The Sumerians were credited with inventing beer, irrigation, the wheel and the first written language.

"The Ziggurat was originally a place of worship for the Sumerians who built it about 4,000 years ago," said Chaplain (Maj.) Kevin Lockett, 407th Air Expeditionary Group chaplain. "This was the place civilization, as we know it, began. This was the time when people evolved from individual families who survived as hunters and gatherers into communities where they relied upon each other as farmers, craftsmen and tradesmen. This was one of the first cities known to exist."

According to Chaplain Lockett, Abraham, the son of a wealthy merchant, was thought to have lived there during his childhood and part of his adulthood before traveling to Canaan.
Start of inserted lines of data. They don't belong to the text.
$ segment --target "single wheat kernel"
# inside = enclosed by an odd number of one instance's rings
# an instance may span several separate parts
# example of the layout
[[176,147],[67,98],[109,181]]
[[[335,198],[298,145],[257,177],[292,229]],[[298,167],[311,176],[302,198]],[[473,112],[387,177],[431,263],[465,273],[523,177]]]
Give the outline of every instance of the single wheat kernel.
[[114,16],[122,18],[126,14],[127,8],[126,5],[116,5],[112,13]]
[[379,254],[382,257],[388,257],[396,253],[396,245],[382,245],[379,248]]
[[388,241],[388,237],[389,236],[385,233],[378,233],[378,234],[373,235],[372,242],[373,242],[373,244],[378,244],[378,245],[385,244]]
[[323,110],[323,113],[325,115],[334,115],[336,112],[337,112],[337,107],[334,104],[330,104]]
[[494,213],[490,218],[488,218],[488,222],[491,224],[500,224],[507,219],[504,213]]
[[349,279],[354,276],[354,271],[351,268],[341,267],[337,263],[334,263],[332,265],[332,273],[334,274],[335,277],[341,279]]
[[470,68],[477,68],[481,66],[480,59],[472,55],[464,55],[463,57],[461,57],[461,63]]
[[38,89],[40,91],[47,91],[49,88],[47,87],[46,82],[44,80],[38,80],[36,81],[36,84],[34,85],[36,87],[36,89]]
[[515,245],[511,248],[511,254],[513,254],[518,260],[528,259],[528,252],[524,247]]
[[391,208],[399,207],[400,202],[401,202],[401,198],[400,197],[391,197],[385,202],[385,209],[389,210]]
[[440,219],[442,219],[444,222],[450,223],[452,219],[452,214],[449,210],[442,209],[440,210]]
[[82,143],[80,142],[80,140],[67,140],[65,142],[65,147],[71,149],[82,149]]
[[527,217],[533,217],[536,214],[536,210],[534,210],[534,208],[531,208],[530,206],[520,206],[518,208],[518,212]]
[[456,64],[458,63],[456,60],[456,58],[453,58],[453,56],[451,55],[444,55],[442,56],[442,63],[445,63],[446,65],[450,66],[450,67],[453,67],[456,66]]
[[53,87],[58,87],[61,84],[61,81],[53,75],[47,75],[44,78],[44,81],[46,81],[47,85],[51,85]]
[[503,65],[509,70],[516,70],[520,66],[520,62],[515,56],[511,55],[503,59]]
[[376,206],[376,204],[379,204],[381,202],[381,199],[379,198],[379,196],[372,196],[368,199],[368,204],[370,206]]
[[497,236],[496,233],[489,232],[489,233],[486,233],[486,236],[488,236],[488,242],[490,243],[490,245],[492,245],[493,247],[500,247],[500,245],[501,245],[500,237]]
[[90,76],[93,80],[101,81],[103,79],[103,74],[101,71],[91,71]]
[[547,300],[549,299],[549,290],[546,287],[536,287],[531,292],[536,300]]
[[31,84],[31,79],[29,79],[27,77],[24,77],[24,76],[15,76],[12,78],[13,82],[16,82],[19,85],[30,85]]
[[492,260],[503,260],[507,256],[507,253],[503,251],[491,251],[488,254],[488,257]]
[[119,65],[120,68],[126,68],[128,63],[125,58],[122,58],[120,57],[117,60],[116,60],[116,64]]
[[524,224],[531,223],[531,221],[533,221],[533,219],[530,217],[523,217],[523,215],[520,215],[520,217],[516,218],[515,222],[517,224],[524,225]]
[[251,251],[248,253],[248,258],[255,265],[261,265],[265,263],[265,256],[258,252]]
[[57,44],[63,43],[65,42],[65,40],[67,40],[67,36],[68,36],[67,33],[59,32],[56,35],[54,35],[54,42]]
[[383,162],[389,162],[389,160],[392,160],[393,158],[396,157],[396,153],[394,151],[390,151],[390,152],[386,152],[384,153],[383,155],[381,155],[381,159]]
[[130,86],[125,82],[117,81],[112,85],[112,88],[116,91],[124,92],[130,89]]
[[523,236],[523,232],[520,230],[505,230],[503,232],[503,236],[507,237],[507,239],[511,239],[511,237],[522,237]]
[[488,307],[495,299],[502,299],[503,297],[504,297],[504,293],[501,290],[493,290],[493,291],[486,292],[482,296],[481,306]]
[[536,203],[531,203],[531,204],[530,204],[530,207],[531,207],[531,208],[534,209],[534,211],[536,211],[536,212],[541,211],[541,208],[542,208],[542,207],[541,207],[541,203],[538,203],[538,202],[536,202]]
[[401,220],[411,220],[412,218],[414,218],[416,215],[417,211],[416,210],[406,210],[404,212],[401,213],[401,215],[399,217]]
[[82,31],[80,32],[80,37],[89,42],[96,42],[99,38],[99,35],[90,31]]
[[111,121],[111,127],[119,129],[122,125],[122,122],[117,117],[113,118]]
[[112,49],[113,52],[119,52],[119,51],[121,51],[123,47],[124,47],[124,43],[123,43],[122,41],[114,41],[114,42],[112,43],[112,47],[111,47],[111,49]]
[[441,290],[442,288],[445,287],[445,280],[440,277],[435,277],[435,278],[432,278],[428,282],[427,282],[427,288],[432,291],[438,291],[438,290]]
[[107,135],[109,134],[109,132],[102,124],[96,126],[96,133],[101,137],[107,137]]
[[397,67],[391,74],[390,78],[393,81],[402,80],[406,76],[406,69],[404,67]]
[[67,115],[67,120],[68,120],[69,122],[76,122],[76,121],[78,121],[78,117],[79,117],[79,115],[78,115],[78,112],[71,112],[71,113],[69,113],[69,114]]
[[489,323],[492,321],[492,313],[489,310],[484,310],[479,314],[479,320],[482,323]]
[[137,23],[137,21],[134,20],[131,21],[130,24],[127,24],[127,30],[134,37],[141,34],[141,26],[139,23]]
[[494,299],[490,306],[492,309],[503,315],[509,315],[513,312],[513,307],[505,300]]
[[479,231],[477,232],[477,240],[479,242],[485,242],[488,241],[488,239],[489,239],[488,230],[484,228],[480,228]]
Now, services members, Department of Defense civilians and contractors have the opportunity to experience that history by taking a tour of the Ziggurat and Abraham's home with 407th AEG Chaplains Office. The tour, which averages about 30 people, began several Air and Space Expeditionary Force cycles ago under the guidance of the Chaplain Corps.

Services members who want to take the tour first have to sign up for an orientation and safety briefing. Briefings are held Mondays at 6:30 p.m. at Bedrock Chapel Annex, a week prior to the tour. Tours are held Sundays and Mondays at 2:30 p.m.

During the tour, service members can expect to visit the Ziggurat of Ur, the oldest-known standing archway in the world, a royal palace and tombs of the members of the third dynasty of Ur, and the home of Abraham. But time is running short.

"We will most likely be discontinuing the tours in March, so people need to get out there and see it," said Chaplain Lockett. "If people can't make the scheduled tour times, we will gladly work with commanders and first sergeants to arrange special tours for squadrons."